The short underlever version was used on a Grant back-action underlever hammergun (3453 , pat. use 146) with projections on the rear lump. However on a presumably earlier Grant gun (3207, pat. use 2, 1872) EC Hodges used a sidelever so it may be that the lever type did not evolve suddenly from short underlever to sidelever but was an alternative option. We also know that Henry Jones rotary levers were used on some Grant guns up to about 1877, which would suggest a great deal of choice in terms of locking mechanisms was being offered to the buyers of Grant guns at this time. They were even supplying pinfires if requested until the mid 1870s.

Gun number 3207 is the first use of a sidelever on a Grant gun I have found. Could the Grant type sidelever have been an EC Hodges idea for ease of reach? We may never know, but the sidelever combined with the 1871 Hodges patent swiftly became the predominant form of locking between gun number 3207 to 4735 (1879), when the ‘Grant & Hodges patent’ arrangement appears to end. From the patent use numbers I estimate at least 924 Grant guns were produced with the Treble Grip patent no. 251. 

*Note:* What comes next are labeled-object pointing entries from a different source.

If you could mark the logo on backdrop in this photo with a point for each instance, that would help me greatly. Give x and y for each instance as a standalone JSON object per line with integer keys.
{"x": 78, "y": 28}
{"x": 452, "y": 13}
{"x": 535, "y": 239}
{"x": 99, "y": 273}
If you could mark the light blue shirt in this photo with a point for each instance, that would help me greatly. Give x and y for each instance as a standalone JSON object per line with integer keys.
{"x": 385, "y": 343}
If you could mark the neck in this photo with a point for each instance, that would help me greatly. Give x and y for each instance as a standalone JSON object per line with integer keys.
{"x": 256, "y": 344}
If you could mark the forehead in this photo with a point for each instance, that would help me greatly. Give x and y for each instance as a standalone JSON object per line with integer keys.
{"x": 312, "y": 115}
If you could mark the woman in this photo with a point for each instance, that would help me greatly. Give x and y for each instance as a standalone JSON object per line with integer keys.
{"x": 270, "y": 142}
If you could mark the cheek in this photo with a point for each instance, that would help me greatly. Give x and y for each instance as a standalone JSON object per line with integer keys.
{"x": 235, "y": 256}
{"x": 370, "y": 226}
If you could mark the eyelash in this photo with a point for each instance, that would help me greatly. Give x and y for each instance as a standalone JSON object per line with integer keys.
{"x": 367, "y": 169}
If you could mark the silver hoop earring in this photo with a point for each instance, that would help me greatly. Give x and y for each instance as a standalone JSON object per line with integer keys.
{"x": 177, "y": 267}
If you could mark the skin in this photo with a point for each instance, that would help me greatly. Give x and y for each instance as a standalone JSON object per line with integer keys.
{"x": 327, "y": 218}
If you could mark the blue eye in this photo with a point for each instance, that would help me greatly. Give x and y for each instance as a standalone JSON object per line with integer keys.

An EC Hodges sidelever hammergun from 1881-1883 uses the third variation of the 1871 patent, in that as well as the projecting catch in the standing breech and we now see wider round pins rather than square projections, and these traverse both lumps rather than just the rear one, with a much deeper setting for the pin on the forward one. The next use of this patent on a different maker’s gun is on a Purdey (11508) of 1883, two years before it expired.


4. On March 22nd 1878 EC was granted his fourth patent, number 1145 Hammerless gun action – ‘underlever cocking' – where the safety on the lever cocked gun is a slide on the trigger guard strap’. No examples found as yet. In fact some Grant guns seem to have employed the Horatio Phillips 1879 barrel cocking patent instead.  

5. On March 20th 1883 his fifth patent, number 1463 was granted, with Thomas William Webley of Weaman St, Birmingham & George Bouckley of Aston, for ‘a cocking & safety device for drop down guns’. No examples found as yet.

6. Finally on 23rd September 1899 EC’s sixth patent, number 19167 was applied for regarding improvements in single trigger double-barrelled guns. Accepted 22 Sept 1900.
J Woodward & Sons used this on at least one gun, numbered 3599.